In July 2020, two members of the Lethbridge Police Service were demoted for inappropriately using police resources in 2017 to follow and photograph Alberta NDP MLA Shannon Phillips, then the Minister of Environment and Parks of Alberta. Phillips was in the process of meeting with stakeholders in the lead-up to the formation of Castle Provincial Park, where the two officers had an interest in off-road vehicle driving. One of the officers took photos of the meeting and ran a police check on the stakeholder; the photo was later published on Facebook under a pseudonym alongside criticism of the NDP government. After an investigation by the Medicine Hat Police Service, charges were laid against the two officers, who admitted to them.
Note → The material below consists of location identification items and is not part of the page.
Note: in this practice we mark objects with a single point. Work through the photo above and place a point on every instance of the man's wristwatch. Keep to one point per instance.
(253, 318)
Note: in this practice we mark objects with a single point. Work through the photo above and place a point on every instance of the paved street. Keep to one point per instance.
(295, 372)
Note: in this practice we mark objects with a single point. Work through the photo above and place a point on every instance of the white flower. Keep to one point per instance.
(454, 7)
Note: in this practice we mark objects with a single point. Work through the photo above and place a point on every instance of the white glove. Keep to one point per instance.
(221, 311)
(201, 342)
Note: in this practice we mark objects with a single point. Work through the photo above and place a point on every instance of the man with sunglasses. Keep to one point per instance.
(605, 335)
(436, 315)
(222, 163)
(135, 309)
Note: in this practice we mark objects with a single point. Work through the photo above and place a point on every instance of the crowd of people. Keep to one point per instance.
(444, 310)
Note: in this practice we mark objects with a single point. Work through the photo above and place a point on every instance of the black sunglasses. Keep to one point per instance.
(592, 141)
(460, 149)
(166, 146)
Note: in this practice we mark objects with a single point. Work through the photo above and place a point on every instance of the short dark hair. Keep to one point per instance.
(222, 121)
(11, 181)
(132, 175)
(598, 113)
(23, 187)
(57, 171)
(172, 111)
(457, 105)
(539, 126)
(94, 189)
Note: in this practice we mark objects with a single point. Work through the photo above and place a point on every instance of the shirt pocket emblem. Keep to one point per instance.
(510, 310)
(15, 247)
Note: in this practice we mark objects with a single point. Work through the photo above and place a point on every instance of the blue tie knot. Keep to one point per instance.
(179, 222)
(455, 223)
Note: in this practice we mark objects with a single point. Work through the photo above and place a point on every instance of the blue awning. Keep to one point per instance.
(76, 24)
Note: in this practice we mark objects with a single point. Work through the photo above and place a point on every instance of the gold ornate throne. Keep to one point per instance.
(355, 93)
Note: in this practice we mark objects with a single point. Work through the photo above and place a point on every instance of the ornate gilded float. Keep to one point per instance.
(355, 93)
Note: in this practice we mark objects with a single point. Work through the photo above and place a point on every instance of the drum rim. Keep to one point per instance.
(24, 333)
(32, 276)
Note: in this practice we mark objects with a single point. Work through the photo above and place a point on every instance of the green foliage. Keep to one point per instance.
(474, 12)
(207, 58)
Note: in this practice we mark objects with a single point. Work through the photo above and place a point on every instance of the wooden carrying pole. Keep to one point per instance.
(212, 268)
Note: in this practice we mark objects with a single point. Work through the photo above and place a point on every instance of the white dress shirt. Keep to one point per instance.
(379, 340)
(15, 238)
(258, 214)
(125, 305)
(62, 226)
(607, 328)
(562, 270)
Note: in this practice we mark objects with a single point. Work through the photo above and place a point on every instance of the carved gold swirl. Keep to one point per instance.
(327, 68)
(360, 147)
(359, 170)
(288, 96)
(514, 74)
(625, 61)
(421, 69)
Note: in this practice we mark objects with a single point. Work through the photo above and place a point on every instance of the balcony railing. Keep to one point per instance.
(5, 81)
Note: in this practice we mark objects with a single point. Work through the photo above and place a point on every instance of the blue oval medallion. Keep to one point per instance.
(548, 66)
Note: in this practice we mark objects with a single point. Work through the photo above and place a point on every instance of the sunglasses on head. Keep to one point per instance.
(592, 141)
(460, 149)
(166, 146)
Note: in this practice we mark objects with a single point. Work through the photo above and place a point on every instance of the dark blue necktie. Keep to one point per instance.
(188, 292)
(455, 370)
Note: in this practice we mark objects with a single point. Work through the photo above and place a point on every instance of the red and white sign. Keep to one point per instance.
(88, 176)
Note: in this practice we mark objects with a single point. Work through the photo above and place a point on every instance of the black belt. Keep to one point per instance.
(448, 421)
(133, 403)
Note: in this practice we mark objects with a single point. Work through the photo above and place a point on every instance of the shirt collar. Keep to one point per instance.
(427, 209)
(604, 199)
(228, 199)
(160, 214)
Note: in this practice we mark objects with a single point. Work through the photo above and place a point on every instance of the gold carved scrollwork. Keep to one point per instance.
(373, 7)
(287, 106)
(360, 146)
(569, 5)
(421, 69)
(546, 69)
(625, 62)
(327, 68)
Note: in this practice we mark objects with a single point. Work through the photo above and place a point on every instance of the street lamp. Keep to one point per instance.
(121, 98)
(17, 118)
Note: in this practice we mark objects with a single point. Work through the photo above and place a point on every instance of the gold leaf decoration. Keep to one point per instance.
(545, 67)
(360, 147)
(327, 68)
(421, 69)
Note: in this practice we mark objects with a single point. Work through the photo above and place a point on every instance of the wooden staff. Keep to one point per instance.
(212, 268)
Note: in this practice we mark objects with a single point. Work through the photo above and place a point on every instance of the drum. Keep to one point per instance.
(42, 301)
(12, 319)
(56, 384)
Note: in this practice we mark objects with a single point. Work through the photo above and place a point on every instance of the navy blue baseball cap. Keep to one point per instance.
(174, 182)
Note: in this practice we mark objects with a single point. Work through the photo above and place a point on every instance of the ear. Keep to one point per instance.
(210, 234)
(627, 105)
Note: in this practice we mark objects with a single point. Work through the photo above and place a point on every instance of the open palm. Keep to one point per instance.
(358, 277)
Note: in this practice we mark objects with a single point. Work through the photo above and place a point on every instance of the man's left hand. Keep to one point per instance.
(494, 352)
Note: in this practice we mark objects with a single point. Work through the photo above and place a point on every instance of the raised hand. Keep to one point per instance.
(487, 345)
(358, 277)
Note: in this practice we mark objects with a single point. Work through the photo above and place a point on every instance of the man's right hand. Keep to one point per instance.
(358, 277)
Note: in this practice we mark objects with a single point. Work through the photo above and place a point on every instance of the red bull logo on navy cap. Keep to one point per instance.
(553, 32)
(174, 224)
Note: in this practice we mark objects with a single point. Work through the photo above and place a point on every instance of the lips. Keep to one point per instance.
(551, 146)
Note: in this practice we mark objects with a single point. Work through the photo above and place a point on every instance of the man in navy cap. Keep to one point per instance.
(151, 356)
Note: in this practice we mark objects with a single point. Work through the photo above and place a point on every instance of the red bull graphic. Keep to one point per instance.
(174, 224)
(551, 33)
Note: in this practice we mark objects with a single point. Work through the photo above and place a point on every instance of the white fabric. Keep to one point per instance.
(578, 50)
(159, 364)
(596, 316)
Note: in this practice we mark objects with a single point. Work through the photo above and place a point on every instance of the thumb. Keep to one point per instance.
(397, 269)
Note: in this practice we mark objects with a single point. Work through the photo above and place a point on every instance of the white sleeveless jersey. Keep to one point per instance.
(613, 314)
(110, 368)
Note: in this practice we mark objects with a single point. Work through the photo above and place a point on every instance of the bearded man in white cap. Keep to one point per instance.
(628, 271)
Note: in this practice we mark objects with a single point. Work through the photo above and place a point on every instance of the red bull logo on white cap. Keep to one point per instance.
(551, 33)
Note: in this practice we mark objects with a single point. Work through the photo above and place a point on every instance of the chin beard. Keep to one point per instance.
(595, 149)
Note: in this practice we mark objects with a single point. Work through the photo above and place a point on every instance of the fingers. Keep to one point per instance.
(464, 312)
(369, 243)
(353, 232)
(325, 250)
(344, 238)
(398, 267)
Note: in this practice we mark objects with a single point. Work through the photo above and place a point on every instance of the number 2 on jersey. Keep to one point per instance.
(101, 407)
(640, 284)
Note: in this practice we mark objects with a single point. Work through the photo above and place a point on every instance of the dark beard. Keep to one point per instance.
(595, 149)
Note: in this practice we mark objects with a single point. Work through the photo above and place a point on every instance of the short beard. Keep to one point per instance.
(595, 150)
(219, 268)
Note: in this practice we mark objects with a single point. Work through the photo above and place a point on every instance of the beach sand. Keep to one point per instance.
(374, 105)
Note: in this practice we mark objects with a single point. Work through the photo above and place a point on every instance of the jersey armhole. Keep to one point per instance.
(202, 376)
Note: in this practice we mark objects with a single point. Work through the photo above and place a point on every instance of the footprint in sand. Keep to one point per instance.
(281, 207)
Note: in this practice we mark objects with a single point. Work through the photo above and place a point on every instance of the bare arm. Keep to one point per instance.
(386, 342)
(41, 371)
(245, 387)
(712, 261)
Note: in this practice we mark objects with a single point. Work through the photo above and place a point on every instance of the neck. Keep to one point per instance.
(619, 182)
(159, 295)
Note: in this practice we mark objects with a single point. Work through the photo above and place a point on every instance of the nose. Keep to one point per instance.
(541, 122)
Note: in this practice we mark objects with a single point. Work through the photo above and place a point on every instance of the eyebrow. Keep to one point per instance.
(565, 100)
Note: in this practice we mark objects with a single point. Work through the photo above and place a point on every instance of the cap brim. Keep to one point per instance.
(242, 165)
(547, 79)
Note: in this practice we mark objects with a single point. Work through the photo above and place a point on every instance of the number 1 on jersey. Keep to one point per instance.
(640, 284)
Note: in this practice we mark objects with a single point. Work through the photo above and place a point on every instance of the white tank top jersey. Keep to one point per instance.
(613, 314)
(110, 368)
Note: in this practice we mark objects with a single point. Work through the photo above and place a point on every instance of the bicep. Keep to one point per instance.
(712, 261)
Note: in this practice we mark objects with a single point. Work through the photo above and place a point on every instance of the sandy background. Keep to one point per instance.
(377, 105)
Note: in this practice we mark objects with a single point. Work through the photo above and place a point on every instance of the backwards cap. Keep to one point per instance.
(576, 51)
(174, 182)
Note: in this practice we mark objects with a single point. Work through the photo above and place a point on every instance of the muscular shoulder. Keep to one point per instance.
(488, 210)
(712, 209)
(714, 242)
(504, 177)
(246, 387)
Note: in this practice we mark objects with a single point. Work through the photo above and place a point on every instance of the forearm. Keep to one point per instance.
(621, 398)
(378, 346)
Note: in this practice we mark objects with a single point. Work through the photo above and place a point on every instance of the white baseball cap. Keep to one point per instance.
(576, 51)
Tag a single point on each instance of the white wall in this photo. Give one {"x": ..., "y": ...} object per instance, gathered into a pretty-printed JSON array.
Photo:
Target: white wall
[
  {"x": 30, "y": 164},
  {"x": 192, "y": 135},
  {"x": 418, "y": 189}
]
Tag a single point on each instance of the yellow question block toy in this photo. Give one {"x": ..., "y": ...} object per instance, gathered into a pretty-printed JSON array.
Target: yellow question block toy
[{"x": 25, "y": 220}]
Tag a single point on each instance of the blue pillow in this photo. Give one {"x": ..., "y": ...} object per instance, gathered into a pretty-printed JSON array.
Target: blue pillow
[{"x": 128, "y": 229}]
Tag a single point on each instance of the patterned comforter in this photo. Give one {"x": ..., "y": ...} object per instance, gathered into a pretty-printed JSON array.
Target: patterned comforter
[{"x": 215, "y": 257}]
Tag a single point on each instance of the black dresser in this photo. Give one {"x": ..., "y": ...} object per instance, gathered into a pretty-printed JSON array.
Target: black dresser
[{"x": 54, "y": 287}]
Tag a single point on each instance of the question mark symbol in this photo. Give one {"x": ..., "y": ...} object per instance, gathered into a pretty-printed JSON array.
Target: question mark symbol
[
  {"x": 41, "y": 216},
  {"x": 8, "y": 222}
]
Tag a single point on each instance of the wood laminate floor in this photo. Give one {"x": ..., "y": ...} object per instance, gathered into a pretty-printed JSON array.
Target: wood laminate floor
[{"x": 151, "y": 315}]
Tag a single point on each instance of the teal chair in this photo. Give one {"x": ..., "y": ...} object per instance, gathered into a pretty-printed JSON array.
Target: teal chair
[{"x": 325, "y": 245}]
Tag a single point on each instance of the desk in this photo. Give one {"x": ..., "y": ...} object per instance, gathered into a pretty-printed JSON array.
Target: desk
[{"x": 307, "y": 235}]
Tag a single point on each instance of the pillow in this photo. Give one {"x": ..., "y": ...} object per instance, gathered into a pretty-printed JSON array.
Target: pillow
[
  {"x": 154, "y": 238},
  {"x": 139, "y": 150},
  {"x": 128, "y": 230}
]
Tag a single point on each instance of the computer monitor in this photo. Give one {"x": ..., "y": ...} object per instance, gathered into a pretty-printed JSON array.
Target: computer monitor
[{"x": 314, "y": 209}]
==Lethbridge Regional Police Commission==

The service is governed by a nine-person commission composed of three members of the Lethbridge City Council and six citizens. The commission oversees the service, allocates funds from the council and establishes policing policies. They provide instruction to the police chief regarding sufficient staffing levels.

==Organization==

The head of the service is Chief Shahin Mehdizadeh, who has over 35 years of policing experience, primarily with the Royal Canadian Mounted Police (RCMP). The executive officers heading the service's three divisions are Inspector Russell Lawrence, Inspector Jason Walper, and Inspector Robin Klassen.

==Rank==

The rank structure consists of the following:

| RANKS | Chief of police | Deputy chief | Inspector | Staff sergeant | Sergeant | Senior constable | Constable |
|---|---|---|---|---|---|---|---|
| Insignia |  |  |  |  |  |  | No insignia |

==Training==

As of 2005, newly hired officers must complete the Police Recruit Training Program through the Centre for Advancement in Community Justice, located at the Lethbridge Polytechnic.

==Structure==

The organization of the police service includes four divisions: community policing, criminal investigation, administrative support and support services.

===Community policing===

The community policing division is mandated to maintain the peace, protect life and property, and the prevention and detection of crime. It is composed of the following units:

- Patrol services
- Downtown policing
- Traffic safety
- Court liaison
- Community resource
- Victim services

===Criminal investigation===

The criminal investigation division provides support services to ongoing investigations through the dissemination of intelligence and investigation assistance. Units in the division include:

- Violent crime
- Forensic identification
- Crime analysis
- Property crime
- Serious habitual offenders
- Special operations
- Criminal intelligence
- Economic crime
- National weapons enforcement
- Gaming and liquor enforcement

===Administrative support===

The administrative support division oversees the following areas:

- Human resources
- Professional standards
- Policy and accreditation
- Property and exhibits
- Business management

===Support services===

The support services division provides support to all other divisions as required, including a specialized response to ongoing crises and ensuring the continuous flow of information. This division includes:

- Public safety communications
- Information technology
- Records management
- Tactical unit
- Canine unit
- Explosive disposal unit

==Fleet==

===Patrol===

- Ford Taurus Police Interceptor Marked and Unmarked
- Ford Crown Victoria Police Interceptor
- Ford F-150 Pickup Truck
- Ram 1500 Pickup Truck (marked and stealth units)
- Chevrolet Silverado Pickup Truck
- Dodge Charger New addition in 2019
- Ford Transit van (downtown policing unit)

===Traffic and photo radar===

- Ram 1500 pursuit pickup truck
- Chevrolet Silverado pickup truck
- Ford F-150 pickup truck
- Buick Enclave SUV
- Dodge Grand Caravan
- Victory Commander I motorcycle

===Special use===

- GMC Yukon (supervisor)
- Chevrolet Impala (school resource officers)
- Dodge Grand Caravan (forensics)
- Ford Transit van (forensics)
- Chevrolet Tahoe Marked and Stealth (canine)

==Equipment==
Officers were equipped with SIG Sauer P226 pistols in .40 S&W. In 2019, Lethbridge Police Service purchased Glock 17 Gen 5's in 9mm to replace the P226.